How do I report an employer for asking their employees to work while on furlough? Anonymous

You can’t presently work for your employer while on furlough – HMRC can check on employers and demand money back if they are found to have been breaking the rules.

If you don’t feel comfortable talking to your employer about it – or if you’ve already tried that - you can report your employer to HMRC by using their online reporting form.

You can act as whistleblower when making a report to HMRC, meaning that you won’t have to give your name, but your report will still be investigated.

There will be changes to the scheme from August when furloughed workers will be able to return to work part-time with employers, but in that case your employer would need to contribute to your wages.

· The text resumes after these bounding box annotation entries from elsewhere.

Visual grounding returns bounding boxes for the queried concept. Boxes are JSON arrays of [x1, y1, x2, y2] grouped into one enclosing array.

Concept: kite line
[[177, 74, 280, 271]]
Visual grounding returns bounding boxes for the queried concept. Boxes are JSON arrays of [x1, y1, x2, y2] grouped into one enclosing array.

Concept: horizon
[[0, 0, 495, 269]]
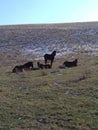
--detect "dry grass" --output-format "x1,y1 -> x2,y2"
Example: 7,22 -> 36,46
0,55 -> 98,130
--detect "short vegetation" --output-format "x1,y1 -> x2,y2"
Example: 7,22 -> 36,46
0,54 -> 98,130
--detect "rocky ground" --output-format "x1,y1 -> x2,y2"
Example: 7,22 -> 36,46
0,22 -> 98,64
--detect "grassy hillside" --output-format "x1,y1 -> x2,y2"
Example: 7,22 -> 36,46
0,22 -> 98,130
0,55 -> 98,130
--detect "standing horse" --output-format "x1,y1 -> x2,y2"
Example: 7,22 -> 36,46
44,51 -> 56,67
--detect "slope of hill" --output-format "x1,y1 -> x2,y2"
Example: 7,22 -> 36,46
0,22 -> 98,64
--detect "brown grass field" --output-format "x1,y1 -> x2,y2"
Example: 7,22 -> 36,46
0,23 -> 98,130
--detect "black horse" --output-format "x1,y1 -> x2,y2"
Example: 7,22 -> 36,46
44,51 -> 56,67
63,59 -> 78,67
37,62 -> 51,69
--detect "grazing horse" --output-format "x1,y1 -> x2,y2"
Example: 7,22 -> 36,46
44,51 -> 56,67
23,62 -> 33,70
12,65 -> 24,73
37,62 -> 51,69
63,59 -> 78,67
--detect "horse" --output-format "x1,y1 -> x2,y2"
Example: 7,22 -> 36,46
63,59 -> 78,67
44,51 -> 56,67
37,62 -> 51,69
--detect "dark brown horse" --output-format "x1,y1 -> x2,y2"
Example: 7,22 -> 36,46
44,51 -> 56,67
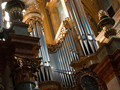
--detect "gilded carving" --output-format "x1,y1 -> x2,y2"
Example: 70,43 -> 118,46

Churches will not open before 4 July. Credit: PA

How soon can church services for burial be resumed? My father passed away two weeks ago and I would dearly like him to have a church service. Carol

The Government said last week that they will consider opening places of worship in England from July 4.

That would include opening for funeral services.

That timetable doesn’t apply in Scotland, Wales or Northern Ireland.

Most cemeteries are allowing a small group to attend graveside services and most crematoria are allowing small numbers inside their chapels – as long as they keep to social distancing.

The precise numbers of mourners allowed to attend will vary from local authority to local authority.

Some people are planning to hold memorial services in churches when they reopen, if burials and cremations need to be held before then.

I am shielding - do I have to allow a gas safety engineer access to my property? Sheila

No, although gas safety checks are still going on, you do not have to allow anyone into your property for a routine check if you are shielding.

If you have a gas safety check scheduled and you’re shielding or showing any symptoms of Covid-19, explain to your landlord that you are shielding following medical advice.

They should then reschedule the appointment for a time when you have been advised that you can stop self-isolating and you are happy to let an engineer into your home.